L’intervention fut présentée comme une mission libératrice pour délivrer le peuple du joug d’un dictateur sanguinaire afin que cette population puisse enfin accéder à la démocratie. L’accueil d’une délégation du Comité National de Transition auprès des gouvernements français, britannique et américain en février 2011 servit à accréditer cette affirmation. Finalement, l’intervention militaire laissa derrière elle un État dévasté et une situation sociale chaotique. Toutefois, elle fut assumée au titre des millions de morts virtuels qu’elle aurait évité.

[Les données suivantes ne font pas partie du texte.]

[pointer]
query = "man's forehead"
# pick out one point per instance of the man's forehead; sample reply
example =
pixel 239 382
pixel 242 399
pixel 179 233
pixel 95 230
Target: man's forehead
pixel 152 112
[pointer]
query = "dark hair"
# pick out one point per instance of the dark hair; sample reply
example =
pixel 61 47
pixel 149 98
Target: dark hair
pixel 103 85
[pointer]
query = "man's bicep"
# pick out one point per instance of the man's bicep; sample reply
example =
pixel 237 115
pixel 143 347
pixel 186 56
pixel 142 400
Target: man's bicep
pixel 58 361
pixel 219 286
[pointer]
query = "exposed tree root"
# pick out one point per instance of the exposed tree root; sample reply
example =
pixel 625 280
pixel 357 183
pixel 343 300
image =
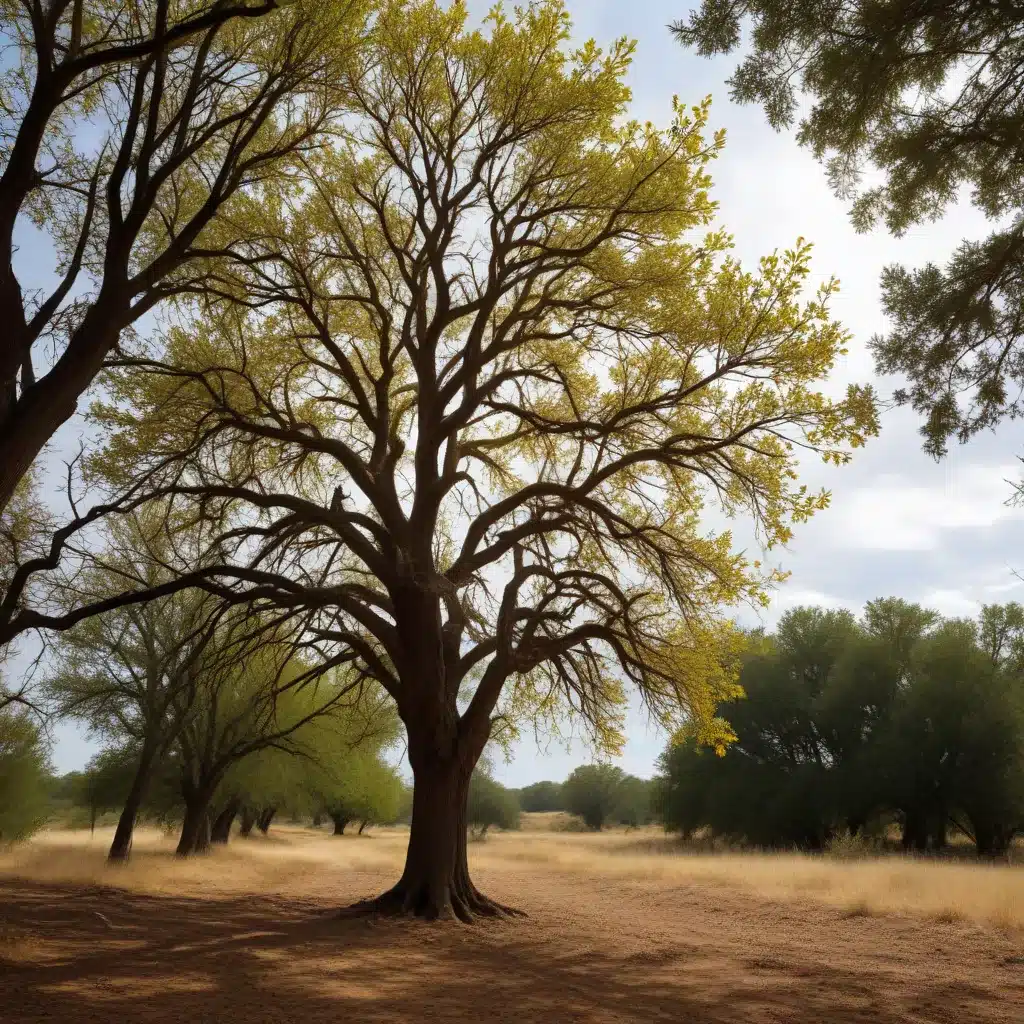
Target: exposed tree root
pixel 453 902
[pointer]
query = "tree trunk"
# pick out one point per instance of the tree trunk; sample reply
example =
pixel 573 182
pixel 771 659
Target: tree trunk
pixel 248 820
pixel 32 420
pixel 914 832
pixel 121 847
pixel 992 842
pixel 196 826
pixel 221 828
pixel 435 883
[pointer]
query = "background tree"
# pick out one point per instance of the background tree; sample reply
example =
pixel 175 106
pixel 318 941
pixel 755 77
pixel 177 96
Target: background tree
pixel 633 804
pixel 930 94
pixel 131 674
pixel 541 797
pixel 253 692
pixel 188 107
pixel 592 793
pixel 24 775
pixel 850 726
pixel 467 391
pixel 491 804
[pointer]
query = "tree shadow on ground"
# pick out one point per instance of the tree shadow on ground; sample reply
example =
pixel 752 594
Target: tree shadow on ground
pixel 86 954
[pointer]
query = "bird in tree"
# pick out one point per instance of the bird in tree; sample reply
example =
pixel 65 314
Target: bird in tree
pixel 931 95
pixel 463 395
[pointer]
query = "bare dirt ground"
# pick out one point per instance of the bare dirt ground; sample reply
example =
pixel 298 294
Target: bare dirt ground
pixel 619 930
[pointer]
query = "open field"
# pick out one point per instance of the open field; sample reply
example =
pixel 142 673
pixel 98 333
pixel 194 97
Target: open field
pixel 622 928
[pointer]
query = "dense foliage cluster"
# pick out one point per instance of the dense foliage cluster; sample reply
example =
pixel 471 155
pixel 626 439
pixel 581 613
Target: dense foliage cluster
pixel 929 94
pixel 899 718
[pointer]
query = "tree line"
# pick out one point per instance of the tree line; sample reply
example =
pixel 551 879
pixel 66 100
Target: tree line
pixel 899 719
pixel 451 355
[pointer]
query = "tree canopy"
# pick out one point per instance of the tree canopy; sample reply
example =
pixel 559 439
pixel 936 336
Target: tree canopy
pixel 930 95
pixel 462 396
pixel 188 105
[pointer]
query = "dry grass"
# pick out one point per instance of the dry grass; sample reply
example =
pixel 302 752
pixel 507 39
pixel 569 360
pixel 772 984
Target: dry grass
pixel 946 892
pixel 988 894
pixel 623 927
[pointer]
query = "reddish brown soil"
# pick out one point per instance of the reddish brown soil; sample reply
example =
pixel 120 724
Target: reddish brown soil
pixel 607 950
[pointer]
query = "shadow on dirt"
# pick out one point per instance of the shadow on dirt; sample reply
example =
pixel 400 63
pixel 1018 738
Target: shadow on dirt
pixel 88 954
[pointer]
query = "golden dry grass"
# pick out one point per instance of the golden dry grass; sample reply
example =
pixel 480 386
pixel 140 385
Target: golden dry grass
pixel 985 894
pixel 623 927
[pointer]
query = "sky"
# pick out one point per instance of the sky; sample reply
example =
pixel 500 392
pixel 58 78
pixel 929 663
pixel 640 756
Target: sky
pixel 900 524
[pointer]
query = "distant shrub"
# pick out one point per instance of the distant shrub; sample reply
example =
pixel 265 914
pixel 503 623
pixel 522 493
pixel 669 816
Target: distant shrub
pixel 849 846
pixel 491 804
pixel 25 799
pixel 542 797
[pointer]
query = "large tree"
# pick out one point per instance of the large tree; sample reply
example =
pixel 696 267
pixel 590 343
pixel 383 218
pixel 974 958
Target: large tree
pixel 932 95
pixel 125 128
pixel 464 395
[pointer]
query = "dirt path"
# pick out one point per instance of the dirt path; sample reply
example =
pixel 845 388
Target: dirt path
pixel 601 951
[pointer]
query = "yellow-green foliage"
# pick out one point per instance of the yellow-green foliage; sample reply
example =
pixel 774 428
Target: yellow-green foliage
pixel 492 238
pixel 24 797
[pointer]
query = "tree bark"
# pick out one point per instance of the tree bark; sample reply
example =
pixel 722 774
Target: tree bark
pixel 221 828
pixel 914 832
pixel 435 883
pixel 196 825
pixel 121 846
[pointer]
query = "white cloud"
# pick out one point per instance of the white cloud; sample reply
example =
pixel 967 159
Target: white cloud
pixel 891 514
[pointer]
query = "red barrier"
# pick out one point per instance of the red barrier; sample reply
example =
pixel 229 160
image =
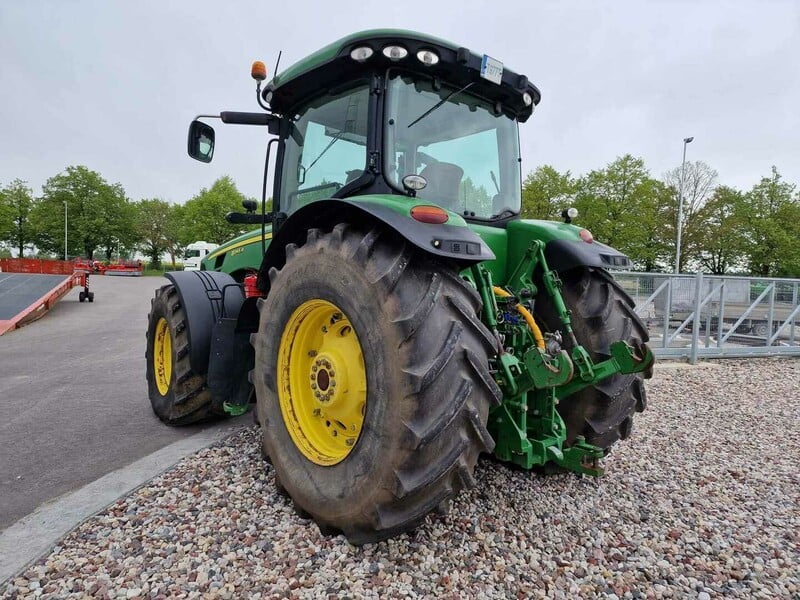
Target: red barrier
pixel 79 276
pixel 36 265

IV. L’ingérence : une question avant tout politique
Loin de répondre à un objectif philanthropique, le droit d’ingérence ou le choix de ne pas s’ingérer est désormais une question purement politique. La non-ingérence prouve d’autant plus la dimension politique de la question. En effet, dans de très nombreux cas, les pays occidentaux, pourtant informés d’une situation de péril d’une population qui aurait justifié une intervention, ne se mobilisent pas. Autrement dit, la question de la puissance de l’État et du jeu des alliances est un facteur essentiel dans le choix d’ingérence ou de non-ingérence.
Ainsi, au cours des années 1990, le génocide du Rwanda, pays de moindre importance sur le plan géopolitique, laissa les États occidentaux indifférents. En revanche, l’invasion perpétuelle du territoire palestinien par Israël ainsi que le massacre des chiites au Bahreïn purent se dérouler sans qu’aucune de ces deux nations ne soit inquiétée, ces dernières étant deux soutiens financiers importants du monde occidental.
La Syrie, à l’inverse, est l’une des principales candidates à l’ingérence occidentale. L’image de Bachar Al-Assad, présenté comme un tortionnaire, prépare depuis plusieurs années l’intervention « libératrice ». Cependant, ce point de mire présente plusieurs obstacles. Le premier d’entre eux consiste dans le soutien de la Russie (première puissance nucléaire en 2021), mais aussi celui de l’Iran (pays ennemi des États-Unis). En deuxième lieu, les ramifications commerciales de la Syrie sont également liées à l’Ukraine, autre point de tension entre la Russie et l’Europe et, par extension, les États-Unis. Enfin, le dernier obstacle consiste dans le manque de soutien de la part des populations occidentales vis-à-vis de nouvelles interventions pseudohumanitaires dont la crédibilité s’est amplement affaiblie depuis les années 2000.
L’influence des alliances étatiques dans les questions d’ingérence s’est également manifestée concernant l’intervention américaine en Irak. En 2003, accusant l’Irak de détenir des armes de destruction massive, les États-Unis lancent une guerre préventive et militaro-humanitaire contre cet État. Cette opération se solda par la mort de Saddam Hussein et la mise en place d’un nouveau gouvernement par les Américains. Cependant, peu de temps après, l’absence d’armes de destruction massive en Irak fut révélée.
La France, qui s’était opposée à cette guerre en raison de l’absence de preuves suffisantes, fit alors l’objet d’une campagne anti-française ainsi que de sanctions de toutes sortes de la part des États-Unis (boycotts des produits français, diffusion de fausses informations, etc.). Dans un contexte où la Russie semblait finalement opter pour son indépendance vis-à-vis de l’hégémonie américaine, la coalition formée par les États-Unis en vue de l’intervention militaire avait ainsi une double fonction : militaire d’une part, et, d’autre part, de « représentation » des forces en présence. Le choix de l’ingérence peut donc également s’inscrire dans un jeu d’allégeance entre les États.